The main opposition party in Canada, stunned by its leader's serious illness, vowed on Wednesday to fight on and dismissed speculation that it could start to break up.

New Democratic Party leader Jack Layton, who took the left-leaning party to its best ever performance in the May 2 election, announced on Monday he was stepping down temporarily to deal with a second bout of cancer.

Layton, who looked gravely ill, vowed to return for the resumption of Parliament on Sept 19. The party relies heavily on his charisma and experience and some political observers predict the NDP could struggle without him.

"These are terrible circumstances, no doubt about that," NDP president Brian Topp told reporters. "(We) don't celebrate what is happening here. But I think we've got the bench strength in this team to step forward and handle it." .

The party is already making clear that Layton could be off work longer than planned.

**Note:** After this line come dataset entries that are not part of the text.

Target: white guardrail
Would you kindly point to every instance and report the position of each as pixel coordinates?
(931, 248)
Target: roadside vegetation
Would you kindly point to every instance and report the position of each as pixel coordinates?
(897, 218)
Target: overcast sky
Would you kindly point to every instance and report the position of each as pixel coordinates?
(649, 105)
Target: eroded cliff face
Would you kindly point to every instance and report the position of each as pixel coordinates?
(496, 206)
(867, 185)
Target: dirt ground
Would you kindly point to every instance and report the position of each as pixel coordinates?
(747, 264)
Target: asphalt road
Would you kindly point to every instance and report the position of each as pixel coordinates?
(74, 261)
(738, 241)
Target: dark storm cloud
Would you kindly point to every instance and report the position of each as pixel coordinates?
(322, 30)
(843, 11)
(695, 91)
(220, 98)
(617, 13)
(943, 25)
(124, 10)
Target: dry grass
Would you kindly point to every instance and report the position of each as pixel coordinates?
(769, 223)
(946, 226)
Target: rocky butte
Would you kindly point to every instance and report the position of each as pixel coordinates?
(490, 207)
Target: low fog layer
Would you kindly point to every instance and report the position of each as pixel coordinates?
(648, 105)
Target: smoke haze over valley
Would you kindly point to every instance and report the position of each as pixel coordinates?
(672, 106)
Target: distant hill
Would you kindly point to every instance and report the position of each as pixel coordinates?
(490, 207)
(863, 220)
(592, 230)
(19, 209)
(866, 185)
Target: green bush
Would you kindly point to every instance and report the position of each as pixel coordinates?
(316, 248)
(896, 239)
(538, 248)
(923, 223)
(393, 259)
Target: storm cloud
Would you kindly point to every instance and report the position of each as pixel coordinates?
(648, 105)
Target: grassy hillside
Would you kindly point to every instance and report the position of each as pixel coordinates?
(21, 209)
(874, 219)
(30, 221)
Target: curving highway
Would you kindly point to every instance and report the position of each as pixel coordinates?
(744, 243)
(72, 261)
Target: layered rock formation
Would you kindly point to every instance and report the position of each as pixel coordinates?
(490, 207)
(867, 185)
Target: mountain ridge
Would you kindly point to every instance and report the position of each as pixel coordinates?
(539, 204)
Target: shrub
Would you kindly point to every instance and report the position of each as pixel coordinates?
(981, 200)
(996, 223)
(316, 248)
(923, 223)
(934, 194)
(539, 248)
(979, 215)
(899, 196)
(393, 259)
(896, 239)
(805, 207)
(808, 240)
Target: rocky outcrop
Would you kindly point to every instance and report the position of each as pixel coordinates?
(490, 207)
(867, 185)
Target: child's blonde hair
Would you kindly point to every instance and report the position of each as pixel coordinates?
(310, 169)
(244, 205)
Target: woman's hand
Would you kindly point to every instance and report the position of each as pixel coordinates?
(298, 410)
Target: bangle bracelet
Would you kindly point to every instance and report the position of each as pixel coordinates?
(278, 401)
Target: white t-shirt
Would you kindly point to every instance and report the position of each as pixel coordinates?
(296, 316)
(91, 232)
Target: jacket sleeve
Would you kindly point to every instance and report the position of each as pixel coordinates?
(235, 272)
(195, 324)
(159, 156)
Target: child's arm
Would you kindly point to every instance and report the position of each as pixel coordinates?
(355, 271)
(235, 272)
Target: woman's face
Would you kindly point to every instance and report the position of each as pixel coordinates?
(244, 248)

"If Jack Layton needs more time to recover, no one in the party will tell him he can't take that time," said Topp, who spoke as NDP members of Parliament met in Ottawa to choose an interim leader.

Layton -- who was due to address the meeting by phone -- wants political newcomer Nycole Turmel to take the job and looks set to get his way. Party officials will officially announce the interim leader on Thursday.

Turmel, who is in her late 60s, would not be a candidate if Layton did not return and the party had to run a leadership race.

Senior party legislators, who said Layton looked to have successfully beaten off the prostate cancer that was diagnosed last year, acknowledged they were shocked by the news that he now has to fight a second cancer but said they remained upbeat.

"This party will pull together. Jack has to look after himself and us. We will look after the politics," said veteran parliamentarian Yvon Godin.

A wave of so-called "Laytonmania" helped the NDP elect enough members of Parliament on May 2 to become the main opposition party for the first time. The governing Conservatives won a majority in the House of Commons and will not face reelection until October 2015.